Изменить размер шрифта - +

Питер Партон тяжело вздохнул.

– Если хочешь, я домчу тебя хоть на край света, – выдавил он наконец.

– Нет уж, благодарю вас, сэр, ограничимся Палм-Спрингс. – Ее губки раскрылись в улыбке от комплимента, как лепестки цветка распускаются навстречу солнцу.

Ее необычный акцент заставил его встрепенуться. Ветер из Санта-Ана играл ее светлыми волосами.

– Ты англичанка?

– Да.

Питер Партон выскочил из машины, и через какую-то долю секунды роскошные чемоданы девушки растворились в багажнике. Он молился, чтобы она не передумала.

– Как случилось, что вам понадобилось в Палм-Спрингс?

– Здесь нужно ждать другой самолет целых два часа, а я сыта по горло всеми этими погрузками и выгрузками вещей. Просто я хочу попасть туда, вот и все.

– Вы совершенно правы, мэм. Вы знаете, куда вам надо, мэм, а уж я постараюсь вас туда доставить. – Он улыбнулся своей самой обворожительной улыбкой, распахивая перед ней переднюю дверцу. Он не собирался провести два часа, сворачивая себе шею или любуясь этой красоткой в зеркало. – Шестьдесят баксов устроит? «Или за цену горючего, если вам не хватает на хлеб», – пронеслось у него в голове.

– Отлично, – Джейн закинула свои длинные руки за голову и зевнула.

– Только что прилетела из Лондона?

– Угу.

– Ты там актриса или модель?

– Нет. С чего ты взял? – Из ее горла послышался чарующий, заразительный, какой-то заговорщический смех. Она повернула голову и взглянула на него, пока он выводил такси на шоссе.

– Уж больно ты смахиваешь на актрису или модель.

– Эй, в этом городе все такие мастера на комплименты или только ты?

Питер рассмеялся. Разумеется, все. Это стиль Лос-Анджелеса. В восторге от вашего тела. Очарован вашим умом. Восхищаюсь душой. Вы похудели. Вы теперь в чудесной форме. И где это вы так загорели? Теперь никто не говорил прямо о сексе, эти времена прошли, и любовные игры начинались со словесной прелюдии.

– В этом городе каждая девушка либо актриса, либо модель.

Это тоже было правдой.

– Мой отец был актером.

– Ух ты. И как его зовут?

– Звали. Он умер, когда я была совсем маленькая. Его звали Ричард Беннет, он был неподражаем в пьесах Шекспира, – знаешь, как Оливье или Ричард Бартон. Но он выступал только на сцене. Он никогда не связывался с Голливудом, чтобы стать кинозвездой. – Казалось, гордость в ее голосе смешивались с долей сожаления.

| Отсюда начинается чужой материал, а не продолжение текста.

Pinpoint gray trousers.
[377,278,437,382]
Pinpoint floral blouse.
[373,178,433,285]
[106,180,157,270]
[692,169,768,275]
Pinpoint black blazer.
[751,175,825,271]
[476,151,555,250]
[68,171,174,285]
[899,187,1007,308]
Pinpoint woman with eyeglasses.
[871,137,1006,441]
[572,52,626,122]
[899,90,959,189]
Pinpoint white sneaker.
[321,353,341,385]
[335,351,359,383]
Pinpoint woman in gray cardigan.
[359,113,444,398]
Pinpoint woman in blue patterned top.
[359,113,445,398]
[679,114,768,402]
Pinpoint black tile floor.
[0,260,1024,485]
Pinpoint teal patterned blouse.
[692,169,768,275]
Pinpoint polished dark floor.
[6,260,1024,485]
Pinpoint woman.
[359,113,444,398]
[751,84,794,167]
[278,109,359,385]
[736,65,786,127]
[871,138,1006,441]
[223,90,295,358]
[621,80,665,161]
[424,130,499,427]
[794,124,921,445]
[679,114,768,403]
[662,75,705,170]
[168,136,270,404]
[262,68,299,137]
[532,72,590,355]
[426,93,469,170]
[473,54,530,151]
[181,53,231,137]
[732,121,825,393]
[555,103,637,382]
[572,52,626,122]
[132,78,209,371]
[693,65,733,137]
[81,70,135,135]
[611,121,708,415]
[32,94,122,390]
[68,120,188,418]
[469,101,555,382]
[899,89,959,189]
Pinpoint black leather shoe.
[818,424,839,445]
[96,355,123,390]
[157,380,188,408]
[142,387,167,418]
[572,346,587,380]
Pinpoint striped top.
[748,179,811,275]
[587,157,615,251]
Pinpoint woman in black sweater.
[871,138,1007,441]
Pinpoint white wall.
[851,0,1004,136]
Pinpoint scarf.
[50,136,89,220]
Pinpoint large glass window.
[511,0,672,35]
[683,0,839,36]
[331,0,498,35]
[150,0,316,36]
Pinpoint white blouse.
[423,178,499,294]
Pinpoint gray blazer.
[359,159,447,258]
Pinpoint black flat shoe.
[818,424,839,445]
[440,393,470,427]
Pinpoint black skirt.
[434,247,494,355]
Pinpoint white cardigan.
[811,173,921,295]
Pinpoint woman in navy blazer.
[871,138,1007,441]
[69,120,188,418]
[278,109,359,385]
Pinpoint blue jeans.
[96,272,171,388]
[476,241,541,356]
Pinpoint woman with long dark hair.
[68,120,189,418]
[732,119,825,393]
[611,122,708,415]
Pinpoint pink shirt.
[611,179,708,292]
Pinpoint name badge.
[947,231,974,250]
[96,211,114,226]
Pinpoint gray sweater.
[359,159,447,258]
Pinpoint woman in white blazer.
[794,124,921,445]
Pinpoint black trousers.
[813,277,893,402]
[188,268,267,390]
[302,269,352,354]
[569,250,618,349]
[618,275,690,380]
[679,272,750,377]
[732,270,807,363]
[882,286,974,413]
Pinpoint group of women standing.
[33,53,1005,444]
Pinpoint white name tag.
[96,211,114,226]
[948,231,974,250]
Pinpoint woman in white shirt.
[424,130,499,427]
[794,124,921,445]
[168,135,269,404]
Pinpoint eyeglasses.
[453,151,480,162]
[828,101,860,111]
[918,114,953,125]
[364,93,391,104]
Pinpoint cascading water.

– Неплохо. Похоже, интересный был парень.

– Я его едва помню. Так, какие-то обрывки воспоминаний, как он качал меня на коленях, да безумную скуку в бесконечных театрах.

Джейн приподнялась на потертом сиденье. В джинсах ей было жарко, тесно, влажно. Ей очень хотелось под душ.

– А кондиционер работает?

– Еле-еле. Надо бы им заняться. – Питер Партон почувствовал укол совести. Ему на самом деле следовало предупредить ее раньше. В пустыне жара становится убийственной. Он украдкой взглянул на нее искоса, и ему опять почудилось, что от ее вида у него замирает дыхание. Она расположилась на переднем сиденье, как раскладывают драгоценную материю – одна нога поджата, другая вытянута, локоть покоится на изношенном пластиковом подголовке, а длинные, изящные пальцы поддерживают голову, повернутую к нему в профиль. Крошечные капельки пота выступали у нее над чувственной верхней губой, а под мышкой расплылось темное влажное пятно. В своей жизни не видел Питер Партон ничего прекраснее.

– А что привело тебя в Америку? – Он старался сосредоточиться на дороге и задавать вопросы самым безразличным голосом, но в голове у него проносился целый вихрь мыслей.